By 1944, an estimated 300 SBS soldiers were holding down the equivalent of several German divisions. Not because they were superhuman, but because small, autonomous teams with clear objectives can move faster than any command structure can respond to them.

The same principle plays out in business, just with less explosives and more Slack messages.

When Facebook bought WhatsApp for $19 billion (a number that still makes me do a double-take), the company had 32 engineers serving 450 million users. That’s roughly 14 million users per engineer. Instagram had 13 employees when it sold for $1 billion. YouTube had 65 when Google acquired it. These weren’t companies that couldn’t afford to hire. They were companies that understood something most don’t: adding people would have slowed them down.

Jeff Bezos codified this with Amazon’s two-pizza rule. If you can’t feed the team with two pizzas, it’s too big. That works out to about six or seven people, which lines up remarkably well with what productivity research keeps telling us. Studies show teams above 9 people are measurably less productive than smaller ones. Harvard psychologist J. Richard Hackman puts the magic number at 5 and actively warns against going above 10.

Why? Because small teams have something large teams can never have: shared context. When everyone knows everything, you don’t need alignment meetings. You don’t need documentation for documentation’s sake. You don’t need a project manager whose entire job is translating between people who should just be talking to each other.

There’s also something called the Ringelmann Effect. As teams grow, individual effort decreases. People assume someone else will pick up the slack. In a team of 5, there’s nowhere to hide. Everyone knows who’s pulling their weight and who isn’t. That visibility drives accountability in a way that no amount of performance reviews or OKRs ever will.

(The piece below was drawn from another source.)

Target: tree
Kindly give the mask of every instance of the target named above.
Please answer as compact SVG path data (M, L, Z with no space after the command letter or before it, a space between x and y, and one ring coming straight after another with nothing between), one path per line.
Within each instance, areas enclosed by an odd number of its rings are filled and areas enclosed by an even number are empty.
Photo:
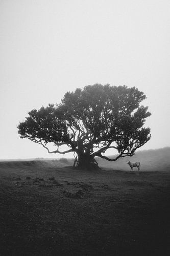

Brooks had a perfect analogy for why you can’t just add people to speed things up. It takes one woman nine months to make a baby. Nine women can’t make a baby in one month. Some work simply isn’t parallelisable. Most knowledge work falls into this category. You can’t have three people simultaneously think through the same architectural problem and expect to get an answer three times faster. You’ll get three different answers, a meeting to debate them, and a compromise that satisfies no one.

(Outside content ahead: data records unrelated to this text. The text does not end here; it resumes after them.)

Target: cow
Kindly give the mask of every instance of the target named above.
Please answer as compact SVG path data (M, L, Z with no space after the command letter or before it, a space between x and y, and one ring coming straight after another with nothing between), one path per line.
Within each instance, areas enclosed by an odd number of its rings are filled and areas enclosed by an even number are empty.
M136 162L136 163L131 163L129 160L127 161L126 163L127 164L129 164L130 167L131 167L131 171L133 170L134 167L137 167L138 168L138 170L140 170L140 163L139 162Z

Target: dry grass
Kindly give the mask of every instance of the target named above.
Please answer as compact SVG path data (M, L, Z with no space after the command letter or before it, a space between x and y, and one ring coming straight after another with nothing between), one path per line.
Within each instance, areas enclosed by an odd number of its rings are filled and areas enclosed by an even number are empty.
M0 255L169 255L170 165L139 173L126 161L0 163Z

The ramp-up problem compounds this. Every new person needs to learn the codebase, understand the context, and figure out how decisions get made. That learning requires time from people already on the project. So you’re not just adding capacity, you’re temporarily reducing it. The new person isn’t productive yet, and the existing team is less productive because they’re doing onboarding instead of building.

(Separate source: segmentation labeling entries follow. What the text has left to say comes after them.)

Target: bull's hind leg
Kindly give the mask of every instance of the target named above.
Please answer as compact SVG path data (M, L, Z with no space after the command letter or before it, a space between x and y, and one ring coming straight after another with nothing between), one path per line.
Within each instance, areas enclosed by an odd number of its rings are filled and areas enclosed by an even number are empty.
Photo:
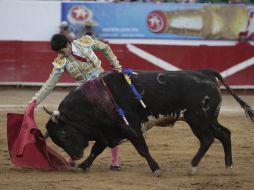
M82 162L79 167L82 168L83 170L87 170L93 163L93 161L95 160L95 158L100 155L106 148L107 146L100 142L100 141L96 141L92 147L91 153L88 156L88 158Z
M211 132L213 133L214 137L218 139L224 148L225 154L225 165L227 168L232 168L233 161L232 161L232 150L231 150L231 132L229 129L223 127L219 122L216 120L211 124Z
M200 142L199 150L191 161L193 172L195 172L200 160L213 143L214 137L209 129L207 118L194 116L187 119L187 123Z
M147 160L148 165L151 168L153 174L159 177L161 175L159 165L150 155L147 144L141 131L139 133L135 132L134 134L132 130L129 130L127 128L125 129L125 134L127 134L127 139L133 144L137 152Z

I’ve watched this play out more times than I can count. A project falls behind. Management adds five people. Three months later, the project is further behind than before, and now there are five more people in every meeting who need everything explained to them. The original team is exhausted from context-switching between their actual work and bringing newcomers up to speed.

The solution isn’t always fewer people. It’s right-sized teams with clear ownership and the autonomy to make decisions. Amazon’s two-pizza teams work because each one owns a specific thing end-to-end. They don’t need to coordinate with twelve other teams to ship a feature. They don’t need permission from a committee. They decide, they build, they ship.

This is why startups consistently outmanoeuvre larger competitors. It’s not that big companies are full of incompetent people (though sometimes, sure). It’s that coordination costs scale exponentially while output scales linearly at best. A 10-person startup can ship in a week what takes a 200-person team a quarter, because the startup doesn’t need to schedule a meeting to schedule a meeting.

If you’re leading a team that isn’t shipping, ask yourself: is the problem that we need more people, or is it that we have too many? Could two people with full context and clear ownership do this faster than eight people with partial context and shared responsibility?

The answer is almost always yes. Small teams get shit done. Large teams get meetings done.